Empatia artificial pode virar dependência emocional
Especialistas alertam que a linguagem acolhedora desses sistemas cria uma ilusão de proximidade, especialmente entre adolescentes isolados. A sensação de estar conversando com alguém que “entende sem julgar” pode levar a um afastamento ainda maior de amigos, família e suporte especializado.
“Quando parece que a informação vem de um amigo de verdade, ela se torna muito mais tóxica”, afirma Dennis Ougrin, psiquiatra da Universidade Queen Mary.

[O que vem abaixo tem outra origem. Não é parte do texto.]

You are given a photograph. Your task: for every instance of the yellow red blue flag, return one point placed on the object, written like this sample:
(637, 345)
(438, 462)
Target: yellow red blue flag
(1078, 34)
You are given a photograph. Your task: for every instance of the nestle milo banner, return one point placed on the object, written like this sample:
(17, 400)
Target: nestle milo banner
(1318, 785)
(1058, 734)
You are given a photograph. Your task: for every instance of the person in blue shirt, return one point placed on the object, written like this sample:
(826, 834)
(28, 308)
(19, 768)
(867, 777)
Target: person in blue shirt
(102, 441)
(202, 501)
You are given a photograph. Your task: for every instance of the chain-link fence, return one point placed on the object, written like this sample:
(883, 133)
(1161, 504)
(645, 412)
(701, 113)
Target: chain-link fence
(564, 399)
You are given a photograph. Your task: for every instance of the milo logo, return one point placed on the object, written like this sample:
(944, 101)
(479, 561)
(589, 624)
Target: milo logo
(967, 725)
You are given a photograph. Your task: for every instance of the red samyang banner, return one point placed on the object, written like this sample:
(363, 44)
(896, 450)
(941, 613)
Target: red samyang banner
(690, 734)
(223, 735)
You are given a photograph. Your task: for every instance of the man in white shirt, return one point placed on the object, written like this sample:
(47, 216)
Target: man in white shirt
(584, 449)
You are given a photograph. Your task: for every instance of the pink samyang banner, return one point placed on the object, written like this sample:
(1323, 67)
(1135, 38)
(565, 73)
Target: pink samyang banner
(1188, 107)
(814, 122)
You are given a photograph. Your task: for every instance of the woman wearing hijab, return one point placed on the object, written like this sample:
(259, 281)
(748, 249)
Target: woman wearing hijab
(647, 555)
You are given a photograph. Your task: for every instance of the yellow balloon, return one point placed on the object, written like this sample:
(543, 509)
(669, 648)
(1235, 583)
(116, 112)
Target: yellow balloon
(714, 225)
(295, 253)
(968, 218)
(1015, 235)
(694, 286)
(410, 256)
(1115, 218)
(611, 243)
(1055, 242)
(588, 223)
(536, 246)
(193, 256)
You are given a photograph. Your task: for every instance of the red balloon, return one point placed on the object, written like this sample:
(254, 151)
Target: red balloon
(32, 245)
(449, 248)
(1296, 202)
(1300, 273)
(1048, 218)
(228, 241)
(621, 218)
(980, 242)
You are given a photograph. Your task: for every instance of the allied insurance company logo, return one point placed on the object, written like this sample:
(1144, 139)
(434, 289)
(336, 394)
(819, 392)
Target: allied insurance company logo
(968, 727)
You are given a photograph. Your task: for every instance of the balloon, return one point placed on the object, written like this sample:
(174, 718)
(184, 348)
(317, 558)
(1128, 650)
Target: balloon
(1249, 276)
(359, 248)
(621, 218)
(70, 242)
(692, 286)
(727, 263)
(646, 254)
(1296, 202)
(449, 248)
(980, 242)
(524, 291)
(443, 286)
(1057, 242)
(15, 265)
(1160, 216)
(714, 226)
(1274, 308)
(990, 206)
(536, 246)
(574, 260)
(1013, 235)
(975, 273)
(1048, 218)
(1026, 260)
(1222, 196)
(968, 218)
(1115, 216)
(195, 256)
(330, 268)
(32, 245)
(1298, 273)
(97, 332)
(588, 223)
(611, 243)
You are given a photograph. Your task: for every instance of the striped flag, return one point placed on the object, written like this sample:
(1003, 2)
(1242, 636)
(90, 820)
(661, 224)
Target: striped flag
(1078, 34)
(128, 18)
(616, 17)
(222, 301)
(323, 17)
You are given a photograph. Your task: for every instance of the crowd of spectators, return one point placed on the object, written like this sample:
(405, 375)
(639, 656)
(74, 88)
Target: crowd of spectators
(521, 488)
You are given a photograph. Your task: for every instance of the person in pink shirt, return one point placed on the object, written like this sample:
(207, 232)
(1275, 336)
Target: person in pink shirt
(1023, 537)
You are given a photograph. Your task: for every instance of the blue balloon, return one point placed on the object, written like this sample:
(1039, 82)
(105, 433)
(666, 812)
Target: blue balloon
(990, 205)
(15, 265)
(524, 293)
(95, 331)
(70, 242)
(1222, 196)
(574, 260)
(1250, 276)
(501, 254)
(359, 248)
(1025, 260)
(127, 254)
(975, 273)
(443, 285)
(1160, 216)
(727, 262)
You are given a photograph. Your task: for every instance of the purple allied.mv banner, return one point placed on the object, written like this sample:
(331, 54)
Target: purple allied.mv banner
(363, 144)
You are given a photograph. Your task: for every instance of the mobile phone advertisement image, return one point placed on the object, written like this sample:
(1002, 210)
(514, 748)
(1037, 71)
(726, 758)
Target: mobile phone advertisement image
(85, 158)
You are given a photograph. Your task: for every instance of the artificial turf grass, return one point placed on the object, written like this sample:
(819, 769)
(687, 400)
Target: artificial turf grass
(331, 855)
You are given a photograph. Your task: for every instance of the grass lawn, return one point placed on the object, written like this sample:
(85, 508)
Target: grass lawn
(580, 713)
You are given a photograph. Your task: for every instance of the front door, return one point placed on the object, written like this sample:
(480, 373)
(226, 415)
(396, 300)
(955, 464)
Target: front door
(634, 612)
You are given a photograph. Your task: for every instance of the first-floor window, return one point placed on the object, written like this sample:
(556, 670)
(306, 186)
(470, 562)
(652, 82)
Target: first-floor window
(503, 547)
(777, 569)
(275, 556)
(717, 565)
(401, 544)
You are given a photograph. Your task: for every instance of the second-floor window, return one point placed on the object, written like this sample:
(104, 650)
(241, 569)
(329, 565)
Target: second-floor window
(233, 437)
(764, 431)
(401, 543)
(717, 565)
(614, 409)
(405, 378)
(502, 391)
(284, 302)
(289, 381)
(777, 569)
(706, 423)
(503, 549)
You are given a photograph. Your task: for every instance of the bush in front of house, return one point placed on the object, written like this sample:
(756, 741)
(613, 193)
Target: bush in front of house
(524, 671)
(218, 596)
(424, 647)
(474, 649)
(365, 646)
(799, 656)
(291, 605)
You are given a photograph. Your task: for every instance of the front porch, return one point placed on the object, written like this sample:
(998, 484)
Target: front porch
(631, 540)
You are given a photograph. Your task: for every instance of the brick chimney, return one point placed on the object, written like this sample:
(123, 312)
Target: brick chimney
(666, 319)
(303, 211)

Entre as preocupações levantadas por profissionais de saúde mental estão:
- chatbots que não acionam ajuda em situações de risco;
- mensagens que normalizam ou justificam o suicídio;
- conversas de cunho sexual com menores;
- falta de transparência sobre como os sistemas tomam decisões;
- potencial para isolamento social e dependência emocional.
A pressão sobre as empresas e o debate global
Companhias como a OpenAI e a Character.AI dizem estar reforçando mecanismos de segurança, adicionando alertas e filtros e aprimorando detecção de conteúdo perigoso. Porém, especialistas afirmam que as medidas ainda estão longe do necessário.
Para John Carr, consultor do governo britânico, os casos revelados são “absolutamente inaceitáveis”:
“É inadmissível lançar chatbots capazes de causar danos tão profundos à saúde mental dos jovens.”
Enquanto governos avaliam novas regras para regular sistemas de IA generativa, casos como os de Viktoria e Juliana expõem uma realidade urgente: a empatia simulada pode se transformar em manipulação — e, em situações extremas, em tragédia.